By Joel Wendland
So the Bush administration has admitted that global warming is real and that something must be done to scale back human contributions to our certain destruction – to the chagrin of his supporters who for years have joined him to either block serious discussion of global warming or who vigorously denied its reality.
But now that the US has a chance to do something about the problem at the Bali conference, Bush blocked every measure being offered.
Media reports indicate that countries like China and India and others are prepared to agree to international standards on greenhouse emissions, so Bush can't use them as an excuse anymore.
Still he has refused to accept standards.
Up to this point Bush attempted to scuttle serious discussion on climate change and controlling carbon emissions by holding his own conference and attempting to create side agreements that allow countries to voluntarily control emissions. This of course was no serious plan.
Everyone has to do it or doesn't work.
So once again we're treated to a dismal Bush administration policy failure: no action for a serious global problem that threatens humanity (reminds one of Bush's response to Katrina, the health care crisis, economic problems, budget deficits, the sub-prime mortgage problem).

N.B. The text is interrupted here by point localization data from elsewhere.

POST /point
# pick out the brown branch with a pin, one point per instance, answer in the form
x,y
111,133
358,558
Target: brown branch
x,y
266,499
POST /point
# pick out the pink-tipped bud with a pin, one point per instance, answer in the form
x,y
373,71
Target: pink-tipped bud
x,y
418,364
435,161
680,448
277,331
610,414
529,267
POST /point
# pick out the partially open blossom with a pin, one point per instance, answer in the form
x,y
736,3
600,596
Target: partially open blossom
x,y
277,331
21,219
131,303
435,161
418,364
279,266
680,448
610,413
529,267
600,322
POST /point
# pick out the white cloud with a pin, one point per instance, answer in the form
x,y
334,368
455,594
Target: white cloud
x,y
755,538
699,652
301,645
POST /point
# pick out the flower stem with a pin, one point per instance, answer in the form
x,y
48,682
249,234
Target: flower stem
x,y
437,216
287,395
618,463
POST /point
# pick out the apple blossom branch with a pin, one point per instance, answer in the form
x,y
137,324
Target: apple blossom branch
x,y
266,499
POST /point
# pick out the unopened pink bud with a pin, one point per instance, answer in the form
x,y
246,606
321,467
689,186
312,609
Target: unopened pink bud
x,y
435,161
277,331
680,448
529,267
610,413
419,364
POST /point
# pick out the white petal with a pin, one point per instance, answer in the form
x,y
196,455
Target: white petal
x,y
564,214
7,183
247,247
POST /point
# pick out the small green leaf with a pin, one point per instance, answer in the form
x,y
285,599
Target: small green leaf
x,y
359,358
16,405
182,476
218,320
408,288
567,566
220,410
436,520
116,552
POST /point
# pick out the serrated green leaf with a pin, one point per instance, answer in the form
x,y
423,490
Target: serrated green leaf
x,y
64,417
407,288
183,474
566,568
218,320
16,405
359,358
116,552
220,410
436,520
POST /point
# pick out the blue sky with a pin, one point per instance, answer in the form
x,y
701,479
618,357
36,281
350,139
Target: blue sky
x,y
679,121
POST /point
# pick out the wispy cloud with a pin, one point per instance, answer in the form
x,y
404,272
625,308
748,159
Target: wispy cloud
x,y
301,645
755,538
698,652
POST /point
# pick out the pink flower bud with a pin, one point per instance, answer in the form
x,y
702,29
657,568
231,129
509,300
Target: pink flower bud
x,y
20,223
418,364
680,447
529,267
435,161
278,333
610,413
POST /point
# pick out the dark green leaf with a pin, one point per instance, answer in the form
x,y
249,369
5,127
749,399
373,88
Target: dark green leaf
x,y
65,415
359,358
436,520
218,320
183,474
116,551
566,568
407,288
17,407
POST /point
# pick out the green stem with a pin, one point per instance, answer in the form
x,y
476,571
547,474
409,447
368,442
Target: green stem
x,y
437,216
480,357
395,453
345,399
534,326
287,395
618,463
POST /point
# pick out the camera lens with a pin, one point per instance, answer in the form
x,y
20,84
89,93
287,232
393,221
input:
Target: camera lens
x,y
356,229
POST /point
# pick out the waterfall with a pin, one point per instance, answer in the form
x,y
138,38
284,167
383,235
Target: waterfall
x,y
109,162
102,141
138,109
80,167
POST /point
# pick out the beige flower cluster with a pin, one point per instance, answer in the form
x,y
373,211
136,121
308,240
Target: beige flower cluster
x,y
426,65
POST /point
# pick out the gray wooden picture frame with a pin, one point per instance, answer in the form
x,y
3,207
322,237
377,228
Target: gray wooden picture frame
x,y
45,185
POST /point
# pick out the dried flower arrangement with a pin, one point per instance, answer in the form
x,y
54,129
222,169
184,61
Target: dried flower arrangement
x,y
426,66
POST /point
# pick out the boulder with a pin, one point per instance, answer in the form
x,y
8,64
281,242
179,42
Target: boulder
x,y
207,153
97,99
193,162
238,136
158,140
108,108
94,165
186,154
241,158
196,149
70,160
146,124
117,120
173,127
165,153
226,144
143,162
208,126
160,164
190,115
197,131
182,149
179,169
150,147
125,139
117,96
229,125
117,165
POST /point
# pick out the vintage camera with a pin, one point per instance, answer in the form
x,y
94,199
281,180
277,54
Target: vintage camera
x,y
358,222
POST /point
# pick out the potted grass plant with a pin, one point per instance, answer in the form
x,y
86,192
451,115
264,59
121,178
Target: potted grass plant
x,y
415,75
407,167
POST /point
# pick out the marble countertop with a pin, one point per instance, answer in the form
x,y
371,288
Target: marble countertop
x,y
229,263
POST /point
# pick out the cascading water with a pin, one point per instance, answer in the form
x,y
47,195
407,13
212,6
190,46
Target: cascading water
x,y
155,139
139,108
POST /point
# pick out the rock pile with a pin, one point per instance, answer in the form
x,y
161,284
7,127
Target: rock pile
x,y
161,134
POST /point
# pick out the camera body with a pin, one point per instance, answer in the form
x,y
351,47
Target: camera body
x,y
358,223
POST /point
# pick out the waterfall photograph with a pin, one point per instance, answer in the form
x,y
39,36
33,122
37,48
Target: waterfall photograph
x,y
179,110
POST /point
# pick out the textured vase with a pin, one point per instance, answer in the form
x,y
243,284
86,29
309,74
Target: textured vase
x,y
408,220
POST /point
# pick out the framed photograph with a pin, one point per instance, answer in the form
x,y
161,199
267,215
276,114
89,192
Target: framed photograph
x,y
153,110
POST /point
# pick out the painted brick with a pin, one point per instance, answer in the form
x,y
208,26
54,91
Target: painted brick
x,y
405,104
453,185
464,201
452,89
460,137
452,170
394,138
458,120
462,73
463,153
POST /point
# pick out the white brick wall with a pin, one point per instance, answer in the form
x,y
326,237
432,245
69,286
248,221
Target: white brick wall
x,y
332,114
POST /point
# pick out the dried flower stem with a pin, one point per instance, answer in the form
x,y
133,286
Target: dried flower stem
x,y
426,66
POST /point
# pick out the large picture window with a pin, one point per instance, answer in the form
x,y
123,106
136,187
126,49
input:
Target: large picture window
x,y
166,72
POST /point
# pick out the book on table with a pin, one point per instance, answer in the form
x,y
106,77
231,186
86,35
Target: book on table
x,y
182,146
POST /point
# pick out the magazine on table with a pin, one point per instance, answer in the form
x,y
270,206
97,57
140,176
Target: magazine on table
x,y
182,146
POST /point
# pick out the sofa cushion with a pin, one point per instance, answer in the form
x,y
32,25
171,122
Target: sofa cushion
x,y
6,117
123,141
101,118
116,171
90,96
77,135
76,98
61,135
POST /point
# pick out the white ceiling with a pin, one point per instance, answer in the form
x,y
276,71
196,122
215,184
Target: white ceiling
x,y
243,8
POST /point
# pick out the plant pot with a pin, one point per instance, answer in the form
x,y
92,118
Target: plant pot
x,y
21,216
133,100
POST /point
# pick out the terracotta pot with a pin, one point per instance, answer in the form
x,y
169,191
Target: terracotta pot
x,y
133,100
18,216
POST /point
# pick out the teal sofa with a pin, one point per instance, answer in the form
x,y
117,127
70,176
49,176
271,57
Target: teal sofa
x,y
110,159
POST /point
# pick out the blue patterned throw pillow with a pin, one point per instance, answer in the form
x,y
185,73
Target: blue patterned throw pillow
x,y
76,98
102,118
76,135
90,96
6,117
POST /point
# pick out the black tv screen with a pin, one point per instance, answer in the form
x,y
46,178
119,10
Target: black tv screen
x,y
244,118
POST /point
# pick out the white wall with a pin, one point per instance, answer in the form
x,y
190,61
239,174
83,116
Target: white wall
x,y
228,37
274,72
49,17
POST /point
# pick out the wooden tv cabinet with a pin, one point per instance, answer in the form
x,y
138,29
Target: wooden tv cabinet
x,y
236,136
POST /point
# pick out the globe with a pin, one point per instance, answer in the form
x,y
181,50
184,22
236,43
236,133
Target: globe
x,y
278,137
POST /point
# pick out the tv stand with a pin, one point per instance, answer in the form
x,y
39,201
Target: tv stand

But the fact is that, in addition to the corporate interests that back Bush and that view international standards on carbon emissions as cap on their profit margins, a straight line can be drawn from Bush's right-wing ideology of free markets, anti-government sophistry, obsession with war, and refusal to cooperate with the international community – hallmarks of Republican Party politics (see also McCain, Huckabee, Tancredo, Thompson, Romney, Paul, etc.) – to his refusal to make a serious effort to address real problems.
He and his right-wing cronies in the FOX media echo chamber would rather invent crises with Iran and immigrants, or even with the "war on Christmas."
This serious inability to live in and deal with reality is probably a key reason why US voters have begun the process of dumping Republican one-party rule, and will finish the job in November 2008.